Мемуарная проза — жанр, как правило, очень субъективный и очень уязвимый в своих фактографических аспектах, потому что непременно найдётся читатель недоверчивый, сомневающийся, а то и впавший в справедливый гнев, ибо — всё не так! Это всегда попытка рассказать о времени, где он, автор, был молод и крайне любопытен к окружающему миру, которому он тоже старался быть интересным и полезным. И — никуда не денешься — это ностальгия, даже если речь идёт о сухих фактах, волей-неволей обращаешься к лирическому тону… «Как молоды мы были, как искренне любили, как верили в себя!..»
И это моё повествование ─ о тех, кто был рядом во время учёбы на педиатрическом факультете нашего 2-го Московского медицинского, с кем вместе мы, юные врачи, выпорхнули во взрослую жизнь в июне 1960 года.
Теперь мы называем себя врачами старой школы, и есть в этом и гордость, и горечь. Мы — медики-шестидесятники, нас учили видеть в больном человека, сострадать, находить пути излечения, которые годятся именно для него… В наше время стандартов в медицине это кажется анахронизмом и нарушением правил.
Конечно, было бы слишком наивно полагать, что современный врач встретит пациента внимательным взглядом, обратит внимание на то, как он двигается, говорит, дышит…

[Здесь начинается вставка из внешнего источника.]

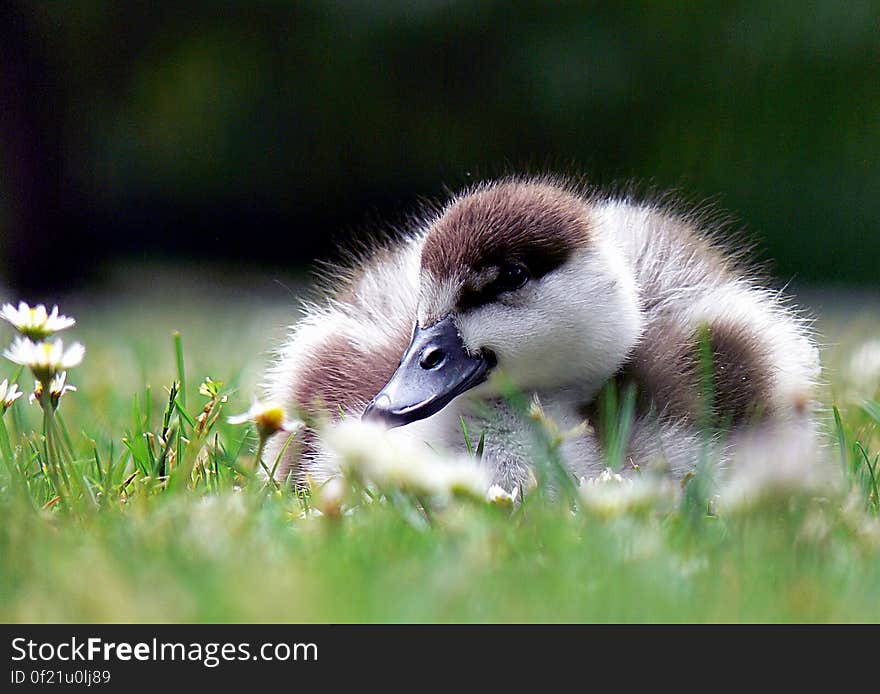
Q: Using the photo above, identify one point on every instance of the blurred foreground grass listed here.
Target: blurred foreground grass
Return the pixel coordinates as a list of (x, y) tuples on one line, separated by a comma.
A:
[(221, 546)]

Потом будет долго расспрашивать, простукивать прослушивать… Времена Боткиных, Захарьиных, Пироговых или даже самоотверженных земских врачей давно канули в прошлое. Но ведь, согласитесь, хотелось бы, очень хотелось, чтобы доктор был понимающим слушателем, вникающим в сложную настройку вашего сбившегося с должного пути организма, умеющим врачевать не только тело, но и испуганную душу…
Однако, на дворе век всеобщей компьютеризации и информационных технологий.
Компьютерная медицина — данность, закономерное явление времени, непобедимая поступь прогресса. Врач, скованный временем — двенадцать, максимум пятнадцать минут на пациента (или всё-таки клиента?) и медицинскими протоколами-схемами лечения, просто не может (а порой и не хочет) взглянуть на больного, всё его внимание поглощает компьютер, анализы, данные обследования…
С одной стороны, компьютерные технологии несомненно делают и уже сделали много хорошего, с другой — медицина становится бизнесом с его холодными законами.
И всё-таки врачевание — это творчество на основе науки. И хочется надеяться, что спустя какое-то время вернутся, пусть на другом более высоком техническом уровне, его гуманные устои и подходы с учётом личности человека.